After 60 days, QALD was increased by 0.43 and costs were $37.1 higher in the gargling group than in the control group. ICER of the gargling group was $31,800/QALY (95%CI, $1,900–$248,100). Although this resembles many acceptable forms of medical intervention, including URTI preventive measures such as influenza vaccination, the broad confidence interval indicates uncertainty surrounding our results. In addition, one-way sensitivity analysis also indicated that careful evaluation is required for the cost of gargling and the utility of moderate URTI. The major limitation of this study was that this trial was conducted in winter, at a time when URTI is prevalent. Care must be taken when applying the results to a season when URTI is not prevalent, since the ICER will increase due to decreases in incidence.

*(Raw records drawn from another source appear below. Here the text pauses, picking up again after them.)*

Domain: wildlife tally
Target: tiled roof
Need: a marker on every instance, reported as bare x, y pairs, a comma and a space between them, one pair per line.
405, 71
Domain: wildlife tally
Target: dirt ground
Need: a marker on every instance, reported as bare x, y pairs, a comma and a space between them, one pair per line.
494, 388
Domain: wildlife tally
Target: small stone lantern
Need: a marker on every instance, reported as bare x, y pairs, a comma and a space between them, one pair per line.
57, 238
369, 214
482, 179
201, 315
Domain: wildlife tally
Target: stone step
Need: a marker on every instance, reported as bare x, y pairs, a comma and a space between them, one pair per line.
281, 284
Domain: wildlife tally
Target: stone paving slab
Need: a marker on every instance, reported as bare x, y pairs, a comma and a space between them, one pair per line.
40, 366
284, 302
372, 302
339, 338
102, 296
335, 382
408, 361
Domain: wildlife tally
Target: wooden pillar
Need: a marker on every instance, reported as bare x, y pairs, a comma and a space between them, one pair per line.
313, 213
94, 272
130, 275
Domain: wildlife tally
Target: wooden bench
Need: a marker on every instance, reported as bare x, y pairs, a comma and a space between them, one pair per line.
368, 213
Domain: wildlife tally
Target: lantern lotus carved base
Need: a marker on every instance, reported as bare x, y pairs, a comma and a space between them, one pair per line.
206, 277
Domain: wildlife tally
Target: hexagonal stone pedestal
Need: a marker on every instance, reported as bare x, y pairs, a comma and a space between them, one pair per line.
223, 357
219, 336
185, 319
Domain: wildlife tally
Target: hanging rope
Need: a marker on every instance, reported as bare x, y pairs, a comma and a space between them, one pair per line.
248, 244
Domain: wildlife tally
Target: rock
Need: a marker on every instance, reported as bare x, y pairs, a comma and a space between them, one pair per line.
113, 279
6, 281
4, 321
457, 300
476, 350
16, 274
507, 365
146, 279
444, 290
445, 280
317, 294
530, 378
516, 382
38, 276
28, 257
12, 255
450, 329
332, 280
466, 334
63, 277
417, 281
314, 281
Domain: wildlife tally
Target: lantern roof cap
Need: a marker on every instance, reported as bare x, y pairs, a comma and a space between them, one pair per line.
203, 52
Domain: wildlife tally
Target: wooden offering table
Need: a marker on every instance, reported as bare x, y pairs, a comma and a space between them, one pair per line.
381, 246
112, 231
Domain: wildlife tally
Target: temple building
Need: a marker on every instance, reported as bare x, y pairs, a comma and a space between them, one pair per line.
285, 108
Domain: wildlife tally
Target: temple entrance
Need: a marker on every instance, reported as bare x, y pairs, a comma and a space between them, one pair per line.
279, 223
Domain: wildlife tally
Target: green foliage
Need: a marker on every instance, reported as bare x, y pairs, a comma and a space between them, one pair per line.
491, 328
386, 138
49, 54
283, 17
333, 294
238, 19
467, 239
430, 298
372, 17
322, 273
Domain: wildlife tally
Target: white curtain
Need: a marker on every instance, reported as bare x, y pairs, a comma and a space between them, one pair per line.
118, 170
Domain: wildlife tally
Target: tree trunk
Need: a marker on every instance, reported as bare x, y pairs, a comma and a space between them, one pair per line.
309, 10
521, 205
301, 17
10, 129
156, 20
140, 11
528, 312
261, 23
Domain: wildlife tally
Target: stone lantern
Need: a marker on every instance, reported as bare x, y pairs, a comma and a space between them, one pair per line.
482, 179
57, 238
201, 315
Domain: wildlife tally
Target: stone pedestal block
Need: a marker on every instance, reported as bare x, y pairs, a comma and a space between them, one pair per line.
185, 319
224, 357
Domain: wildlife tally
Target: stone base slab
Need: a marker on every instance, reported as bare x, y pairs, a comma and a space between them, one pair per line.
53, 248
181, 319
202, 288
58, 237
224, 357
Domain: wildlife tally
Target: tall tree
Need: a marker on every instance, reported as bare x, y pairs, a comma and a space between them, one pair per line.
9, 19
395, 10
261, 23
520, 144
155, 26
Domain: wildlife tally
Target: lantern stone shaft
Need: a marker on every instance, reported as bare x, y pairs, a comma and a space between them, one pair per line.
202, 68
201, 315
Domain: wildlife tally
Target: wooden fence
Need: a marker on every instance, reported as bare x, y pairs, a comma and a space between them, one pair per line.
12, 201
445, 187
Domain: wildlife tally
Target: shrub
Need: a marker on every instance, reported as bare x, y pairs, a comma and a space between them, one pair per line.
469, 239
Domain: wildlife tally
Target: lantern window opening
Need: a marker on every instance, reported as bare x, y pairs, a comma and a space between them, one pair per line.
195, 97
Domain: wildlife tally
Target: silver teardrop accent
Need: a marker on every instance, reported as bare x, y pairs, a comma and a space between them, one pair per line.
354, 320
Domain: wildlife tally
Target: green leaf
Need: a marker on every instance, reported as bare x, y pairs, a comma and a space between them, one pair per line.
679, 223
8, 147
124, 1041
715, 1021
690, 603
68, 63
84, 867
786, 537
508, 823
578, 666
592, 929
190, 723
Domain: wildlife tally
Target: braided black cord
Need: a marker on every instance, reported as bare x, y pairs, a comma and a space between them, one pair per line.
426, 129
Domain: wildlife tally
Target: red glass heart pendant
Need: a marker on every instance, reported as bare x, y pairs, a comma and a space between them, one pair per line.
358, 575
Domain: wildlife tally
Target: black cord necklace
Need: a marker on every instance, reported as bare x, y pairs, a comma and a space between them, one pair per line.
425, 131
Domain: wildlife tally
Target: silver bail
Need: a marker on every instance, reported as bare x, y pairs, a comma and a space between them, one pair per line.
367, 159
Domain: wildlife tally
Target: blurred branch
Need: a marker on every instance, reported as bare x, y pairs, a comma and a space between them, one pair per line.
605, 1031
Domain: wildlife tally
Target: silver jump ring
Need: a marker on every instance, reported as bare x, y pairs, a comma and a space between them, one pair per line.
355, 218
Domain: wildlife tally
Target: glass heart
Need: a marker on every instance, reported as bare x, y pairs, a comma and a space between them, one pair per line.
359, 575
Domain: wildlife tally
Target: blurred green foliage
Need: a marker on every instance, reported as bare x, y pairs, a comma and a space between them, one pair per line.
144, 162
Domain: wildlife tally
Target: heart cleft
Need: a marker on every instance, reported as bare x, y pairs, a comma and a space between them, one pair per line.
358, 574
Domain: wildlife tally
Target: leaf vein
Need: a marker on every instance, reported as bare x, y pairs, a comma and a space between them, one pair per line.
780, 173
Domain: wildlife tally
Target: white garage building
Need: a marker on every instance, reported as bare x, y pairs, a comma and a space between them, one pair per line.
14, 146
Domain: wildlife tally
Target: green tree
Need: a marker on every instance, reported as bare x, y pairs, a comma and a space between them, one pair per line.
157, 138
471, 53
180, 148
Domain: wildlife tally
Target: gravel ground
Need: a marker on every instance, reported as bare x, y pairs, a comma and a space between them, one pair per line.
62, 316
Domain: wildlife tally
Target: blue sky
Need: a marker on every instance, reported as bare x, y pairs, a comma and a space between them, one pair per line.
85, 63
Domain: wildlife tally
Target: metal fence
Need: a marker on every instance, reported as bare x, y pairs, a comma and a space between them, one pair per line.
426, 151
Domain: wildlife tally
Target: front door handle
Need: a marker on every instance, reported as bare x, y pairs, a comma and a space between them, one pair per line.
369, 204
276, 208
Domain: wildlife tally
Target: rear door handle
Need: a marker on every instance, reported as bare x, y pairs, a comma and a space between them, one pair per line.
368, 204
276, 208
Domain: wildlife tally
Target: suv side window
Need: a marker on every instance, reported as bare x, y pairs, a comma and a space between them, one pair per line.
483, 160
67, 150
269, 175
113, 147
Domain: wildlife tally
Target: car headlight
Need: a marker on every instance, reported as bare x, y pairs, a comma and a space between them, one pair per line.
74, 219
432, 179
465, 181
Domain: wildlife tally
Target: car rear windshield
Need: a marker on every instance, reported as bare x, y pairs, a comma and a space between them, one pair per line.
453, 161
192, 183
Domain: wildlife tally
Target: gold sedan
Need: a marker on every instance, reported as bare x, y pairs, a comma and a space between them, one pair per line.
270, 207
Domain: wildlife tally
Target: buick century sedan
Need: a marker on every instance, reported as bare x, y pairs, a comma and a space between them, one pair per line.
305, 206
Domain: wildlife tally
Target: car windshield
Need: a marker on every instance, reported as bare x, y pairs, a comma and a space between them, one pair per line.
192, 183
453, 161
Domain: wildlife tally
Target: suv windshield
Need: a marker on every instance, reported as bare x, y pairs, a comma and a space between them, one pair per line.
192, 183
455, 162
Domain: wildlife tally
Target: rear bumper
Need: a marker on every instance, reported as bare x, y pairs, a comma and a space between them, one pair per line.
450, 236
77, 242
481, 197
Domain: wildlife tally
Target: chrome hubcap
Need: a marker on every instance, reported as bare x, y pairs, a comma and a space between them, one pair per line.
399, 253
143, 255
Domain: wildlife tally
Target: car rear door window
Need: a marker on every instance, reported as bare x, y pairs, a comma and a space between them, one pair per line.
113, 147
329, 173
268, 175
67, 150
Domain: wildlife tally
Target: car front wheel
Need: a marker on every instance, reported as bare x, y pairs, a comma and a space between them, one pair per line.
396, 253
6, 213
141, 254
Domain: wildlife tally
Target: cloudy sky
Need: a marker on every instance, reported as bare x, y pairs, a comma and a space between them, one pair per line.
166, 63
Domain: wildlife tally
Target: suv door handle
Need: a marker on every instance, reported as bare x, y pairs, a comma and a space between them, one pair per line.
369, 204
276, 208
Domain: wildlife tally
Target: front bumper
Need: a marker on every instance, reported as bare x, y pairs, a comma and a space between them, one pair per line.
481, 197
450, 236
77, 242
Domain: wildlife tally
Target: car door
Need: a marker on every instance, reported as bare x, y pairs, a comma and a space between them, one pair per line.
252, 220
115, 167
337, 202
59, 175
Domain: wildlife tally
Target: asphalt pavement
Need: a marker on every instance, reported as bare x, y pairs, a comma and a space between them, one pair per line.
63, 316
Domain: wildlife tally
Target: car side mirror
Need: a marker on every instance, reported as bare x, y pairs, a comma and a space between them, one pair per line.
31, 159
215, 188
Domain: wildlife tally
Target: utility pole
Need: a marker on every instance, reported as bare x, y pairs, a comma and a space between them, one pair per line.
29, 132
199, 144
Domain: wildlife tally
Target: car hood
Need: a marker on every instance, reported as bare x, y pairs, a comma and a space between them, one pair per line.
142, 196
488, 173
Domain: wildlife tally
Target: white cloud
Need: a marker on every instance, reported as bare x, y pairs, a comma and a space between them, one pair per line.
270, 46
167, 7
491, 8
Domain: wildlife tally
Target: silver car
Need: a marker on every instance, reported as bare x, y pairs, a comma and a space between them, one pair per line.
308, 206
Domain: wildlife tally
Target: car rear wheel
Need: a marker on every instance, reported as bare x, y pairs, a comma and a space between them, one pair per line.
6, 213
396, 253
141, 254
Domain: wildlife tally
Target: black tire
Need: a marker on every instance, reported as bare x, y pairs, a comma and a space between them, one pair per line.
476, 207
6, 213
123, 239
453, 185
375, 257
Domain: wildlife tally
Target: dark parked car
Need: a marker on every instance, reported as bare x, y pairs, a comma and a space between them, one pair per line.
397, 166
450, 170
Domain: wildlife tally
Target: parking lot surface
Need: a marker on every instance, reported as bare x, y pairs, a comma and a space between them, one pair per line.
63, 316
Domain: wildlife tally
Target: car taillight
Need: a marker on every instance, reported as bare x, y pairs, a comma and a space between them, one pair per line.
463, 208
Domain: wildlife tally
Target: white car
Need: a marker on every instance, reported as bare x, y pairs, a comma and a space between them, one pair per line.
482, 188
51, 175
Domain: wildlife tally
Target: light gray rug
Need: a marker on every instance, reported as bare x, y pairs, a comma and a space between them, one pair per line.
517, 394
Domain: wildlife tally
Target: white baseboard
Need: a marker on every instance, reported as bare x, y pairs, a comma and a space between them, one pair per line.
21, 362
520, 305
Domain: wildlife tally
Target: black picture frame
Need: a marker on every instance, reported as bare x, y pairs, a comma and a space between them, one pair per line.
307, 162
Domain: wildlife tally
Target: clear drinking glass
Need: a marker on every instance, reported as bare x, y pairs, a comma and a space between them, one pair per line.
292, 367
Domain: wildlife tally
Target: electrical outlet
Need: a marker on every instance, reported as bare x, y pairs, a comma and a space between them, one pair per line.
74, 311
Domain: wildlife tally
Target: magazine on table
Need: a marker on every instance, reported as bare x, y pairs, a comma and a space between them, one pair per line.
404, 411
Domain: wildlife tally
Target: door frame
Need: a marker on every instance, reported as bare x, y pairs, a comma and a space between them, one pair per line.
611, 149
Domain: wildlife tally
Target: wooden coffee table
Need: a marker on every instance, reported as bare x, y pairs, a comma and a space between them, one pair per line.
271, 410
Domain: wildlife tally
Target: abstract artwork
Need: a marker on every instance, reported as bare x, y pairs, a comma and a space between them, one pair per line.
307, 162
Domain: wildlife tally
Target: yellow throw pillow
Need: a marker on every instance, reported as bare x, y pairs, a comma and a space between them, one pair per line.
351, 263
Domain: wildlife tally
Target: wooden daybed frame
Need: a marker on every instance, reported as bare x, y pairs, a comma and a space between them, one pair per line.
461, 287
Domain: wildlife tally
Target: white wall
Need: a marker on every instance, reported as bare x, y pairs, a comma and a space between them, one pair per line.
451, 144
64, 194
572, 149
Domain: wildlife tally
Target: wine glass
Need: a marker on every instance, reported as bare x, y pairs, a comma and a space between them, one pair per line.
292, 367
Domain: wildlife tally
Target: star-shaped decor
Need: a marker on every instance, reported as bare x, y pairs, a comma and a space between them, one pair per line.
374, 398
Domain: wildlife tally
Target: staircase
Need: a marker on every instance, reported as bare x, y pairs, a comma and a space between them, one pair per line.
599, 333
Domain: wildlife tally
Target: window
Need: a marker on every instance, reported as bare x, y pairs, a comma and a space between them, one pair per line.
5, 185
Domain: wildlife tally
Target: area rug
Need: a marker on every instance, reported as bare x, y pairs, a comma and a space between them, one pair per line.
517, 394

This study suggests gargling as a cost-effective preventive strategy for URTI that is acceptable from perspectives of both the third-party payer and society.
Prevention of upper respiratory tract infection (URTI) represents a major public health issue. An average of 2.5 URTI episodes are reportedly experienced annually in the United States[1,2]. In Japan, 4.02% of physician visits are due to URTI, and the number of patients who consult physicians due to URTI has been estimated as 223 of 100,000 in a day. Uniquely in Japan, gargling is generally accepted and strongly recommended as a preventive measure for URTI. In addition to hand washing and the wearing of masks, the current guidelines for dealing with pandemic influenza in Japan also recommend gargling as a preventive measure.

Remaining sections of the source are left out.